A longtime Japan resident, he both speaks and reads Japanese fluently, and is well known among sake brewers and others within the sake industry as the window to making sake popular outside of Japan. He wrote the Nihonshu Column in the Japan Times (Japan’s most widely read English language newspaper) for eight straight years. He then wrote a weekly column on sake in Japanese for the Yomiuri Shimbun, Japan’s and the world’s most widely distributed Japanese newspaper. He now writes a monthly piece for the Tokyo Metropolis magazine, and has published six books on sake.

Known as “The Sake Guy,” John has been quoted and/or mentioned in sake related articles in countless publications including The New York Times, Newsweek, Forbes, Business Week, and Rolling Stone. He has spoken at Harvard, Yale, and Columbia Universities, Wharton School of Business, and countless other venues across the US and Japan.

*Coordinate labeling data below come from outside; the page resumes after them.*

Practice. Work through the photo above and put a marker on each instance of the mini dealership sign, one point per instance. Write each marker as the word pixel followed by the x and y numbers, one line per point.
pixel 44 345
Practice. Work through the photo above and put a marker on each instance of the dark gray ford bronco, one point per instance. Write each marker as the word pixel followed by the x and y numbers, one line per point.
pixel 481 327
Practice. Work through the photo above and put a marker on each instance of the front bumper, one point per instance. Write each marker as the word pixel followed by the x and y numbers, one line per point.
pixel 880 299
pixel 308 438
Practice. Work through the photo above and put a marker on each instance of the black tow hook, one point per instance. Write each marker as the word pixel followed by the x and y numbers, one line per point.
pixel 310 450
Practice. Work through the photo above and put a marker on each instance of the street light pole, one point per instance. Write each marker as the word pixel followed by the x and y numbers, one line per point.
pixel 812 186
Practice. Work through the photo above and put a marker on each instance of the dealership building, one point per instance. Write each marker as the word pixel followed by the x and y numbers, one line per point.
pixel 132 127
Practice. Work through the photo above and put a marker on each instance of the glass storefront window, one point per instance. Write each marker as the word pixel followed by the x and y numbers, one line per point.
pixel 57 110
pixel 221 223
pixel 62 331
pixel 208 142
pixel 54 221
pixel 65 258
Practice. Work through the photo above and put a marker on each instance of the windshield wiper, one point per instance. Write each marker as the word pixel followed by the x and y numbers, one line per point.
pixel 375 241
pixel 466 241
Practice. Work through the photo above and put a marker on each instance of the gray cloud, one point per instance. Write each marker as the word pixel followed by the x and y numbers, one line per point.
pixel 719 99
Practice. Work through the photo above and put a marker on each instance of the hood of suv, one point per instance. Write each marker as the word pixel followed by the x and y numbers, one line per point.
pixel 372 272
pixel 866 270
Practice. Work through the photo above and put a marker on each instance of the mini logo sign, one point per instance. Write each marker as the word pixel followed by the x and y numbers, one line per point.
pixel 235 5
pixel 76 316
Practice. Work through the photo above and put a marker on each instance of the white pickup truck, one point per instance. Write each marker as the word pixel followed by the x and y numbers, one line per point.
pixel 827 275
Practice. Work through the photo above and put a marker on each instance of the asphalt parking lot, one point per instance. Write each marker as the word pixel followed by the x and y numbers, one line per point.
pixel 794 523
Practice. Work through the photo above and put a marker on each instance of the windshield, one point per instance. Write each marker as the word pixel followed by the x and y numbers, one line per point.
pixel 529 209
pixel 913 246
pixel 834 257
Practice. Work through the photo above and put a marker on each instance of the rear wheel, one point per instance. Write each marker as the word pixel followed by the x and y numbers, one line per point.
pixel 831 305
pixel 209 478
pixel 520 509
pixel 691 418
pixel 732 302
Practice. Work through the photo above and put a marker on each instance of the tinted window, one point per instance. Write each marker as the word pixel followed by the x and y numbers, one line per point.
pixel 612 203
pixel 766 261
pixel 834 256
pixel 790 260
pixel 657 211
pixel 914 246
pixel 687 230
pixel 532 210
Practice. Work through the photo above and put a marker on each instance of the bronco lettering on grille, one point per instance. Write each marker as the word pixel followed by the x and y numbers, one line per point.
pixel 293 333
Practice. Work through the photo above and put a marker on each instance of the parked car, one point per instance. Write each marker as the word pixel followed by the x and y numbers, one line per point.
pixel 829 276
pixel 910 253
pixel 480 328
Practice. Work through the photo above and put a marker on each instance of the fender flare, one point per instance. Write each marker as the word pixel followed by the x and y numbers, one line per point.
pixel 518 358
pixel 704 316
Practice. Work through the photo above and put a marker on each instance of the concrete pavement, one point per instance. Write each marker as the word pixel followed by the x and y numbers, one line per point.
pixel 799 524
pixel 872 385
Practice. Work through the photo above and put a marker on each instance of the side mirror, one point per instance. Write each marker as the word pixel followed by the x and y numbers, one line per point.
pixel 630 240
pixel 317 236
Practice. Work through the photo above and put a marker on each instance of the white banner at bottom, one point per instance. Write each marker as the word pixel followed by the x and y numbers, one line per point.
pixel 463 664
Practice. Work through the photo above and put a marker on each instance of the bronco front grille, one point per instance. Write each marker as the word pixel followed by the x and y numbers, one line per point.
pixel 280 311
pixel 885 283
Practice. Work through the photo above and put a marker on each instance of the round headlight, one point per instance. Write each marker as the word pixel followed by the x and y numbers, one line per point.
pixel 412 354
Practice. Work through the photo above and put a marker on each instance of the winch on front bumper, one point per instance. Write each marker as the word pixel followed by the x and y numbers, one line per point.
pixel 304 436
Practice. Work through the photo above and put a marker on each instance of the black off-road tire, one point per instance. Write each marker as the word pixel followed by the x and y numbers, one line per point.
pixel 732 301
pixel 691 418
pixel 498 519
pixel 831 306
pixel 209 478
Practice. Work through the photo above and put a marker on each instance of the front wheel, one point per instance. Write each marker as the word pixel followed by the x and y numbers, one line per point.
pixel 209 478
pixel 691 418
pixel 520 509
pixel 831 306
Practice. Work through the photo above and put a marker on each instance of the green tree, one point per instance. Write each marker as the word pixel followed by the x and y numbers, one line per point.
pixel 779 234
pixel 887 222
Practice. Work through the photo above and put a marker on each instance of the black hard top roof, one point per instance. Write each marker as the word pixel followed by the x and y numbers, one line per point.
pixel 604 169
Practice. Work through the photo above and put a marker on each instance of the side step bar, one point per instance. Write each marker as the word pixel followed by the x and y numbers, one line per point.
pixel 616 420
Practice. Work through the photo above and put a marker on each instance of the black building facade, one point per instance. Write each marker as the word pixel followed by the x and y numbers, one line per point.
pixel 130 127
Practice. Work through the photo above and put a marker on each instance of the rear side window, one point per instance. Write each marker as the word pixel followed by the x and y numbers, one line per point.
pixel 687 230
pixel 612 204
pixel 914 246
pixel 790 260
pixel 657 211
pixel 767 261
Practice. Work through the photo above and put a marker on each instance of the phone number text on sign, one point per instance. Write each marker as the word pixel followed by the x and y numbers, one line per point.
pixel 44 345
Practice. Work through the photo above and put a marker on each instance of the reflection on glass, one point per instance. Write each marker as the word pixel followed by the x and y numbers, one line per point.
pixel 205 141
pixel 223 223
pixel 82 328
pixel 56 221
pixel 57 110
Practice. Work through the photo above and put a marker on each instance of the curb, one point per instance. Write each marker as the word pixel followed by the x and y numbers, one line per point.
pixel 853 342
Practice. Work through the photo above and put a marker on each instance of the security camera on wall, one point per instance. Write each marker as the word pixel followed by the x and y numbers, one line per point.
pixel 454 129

John is the only non-Japanese certified Master of Sake Tasting in the world, and has also achieved the very difficult Sake Expert Assessor certification from Japan’s National Research Institute of Brewing. No other non-Japanese person in the world has both of these certifications. John also received the Sake Samurai award in 2006, the first year it was awarded. The “Original Sake Educator,” John has educated hundreds of sake professionals through his Sake Professional Courses, including the owner/operators of many of the sake-centric stores in the US, Germany and other locales. John has also spoken at Morikami numerous times, and we are glad to welcome him back once again.

Who benefits from this event?

Your sake experience will help fund an excursion to Japan for over 6,000 children.  Many will visit a Japanese home and meet the Yamato pioneers who grew pineapples in Boca Raton 110 years ago. Simple Japanese greetings will be practiced and shared. They’ll sit in a Japanese classroom and window shop in old Miyazu. While exploring historic Japanese gardens, the children will discover brilliant bonsai trees as old as 400 years.

 Over 500 of these children are from low-income homes. They spend summer not travelling the world, but enrolled in a summer camp provided by one of the area’s crucial social service agencies serving disadvantaged children.  

Your participation will help fund the buses that bring children to the Morikami.  Our staff and volunteers provide the imagination to transport them to Japan.  This year’s goal is to take 7,000 children around the world and bring them back with a heightened awareness of history, an appreciation of another culture, and some awesome vacation memories to write about in class.

Let’s set these children on the road to a lifetime of discovery!